FIG. 1 is a longitudinal sectional view of one embodiment of a positive displacement flowmeter according to the present invention, cut in a direction perpendicular to a flow path direction.

FIG. 2 is a longitudinal cross-sectional view showing the positive displacement flowmeter shown in FIG. 1, cut in the flow path direction.

FIG. 3 is a cross-sectional view of the positive displacement flowmeter shown in FIG. 1.

FIG. 4 is a diagram for explaining a rotation detection (flow rate detection) operation when the short diameter portion of the rotor passes a magnet.

FIG. 5 is a diagram for explaining a rotation detection (flow rate detection) operation when the long diameter portion of the rotor passes a magnet.

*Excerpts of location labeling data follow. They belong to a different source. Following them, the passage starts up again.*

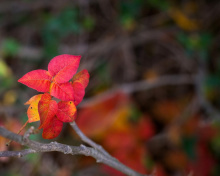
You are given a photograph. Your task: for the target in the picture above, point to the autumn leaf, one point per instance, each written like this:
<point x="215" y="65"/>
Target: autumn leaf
<point x="66" y="111"/>
<point x="47" y="110"/>
<point x="79" y="92"/>
<point x="32" y="111"/>
<point x="39" y="80"/>
<point x="82" y="77"/>
<point x="63" y="67"/>
<point x="53" y="128"/>
<point x="63" y="91"/>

FIG. 6 is an output waveform diagram of a magnetic sensor.

FIG. 7 is a cross-sectional view showing a modification of the present invention.

[Explanation of symbols]

1 Positive displacement flowmeter 2 Casing 3. Weighing room 4,5 Rotor 14 Lid 15a, 15b magnet 16 Magnetic sensor 19 Arithmetic circuit

Claims (1)

[Claims] 1. A non-circular rotor formed of a magnetic material and rotating at a rotational speed corresponding to the flow rate flowing through the metering chamber;
N-pole and S-pole magnets are attached from the outside of the wall surrounding the measuring chamber so as to be close to the position where the long diameter portion of the rotor passes, and an N pole magnet is attached from the outside of the wall surrounding the measuring chamber so as to be close to the position where the long diameter portion of the rotor passes, and the N pole is generated by passing the long diameter portion as the rotor rotates. A positive displacement flowmeter comprising: a magnetic sensor that detects changes in the magnetic field between the magnet and the S-pole magnet.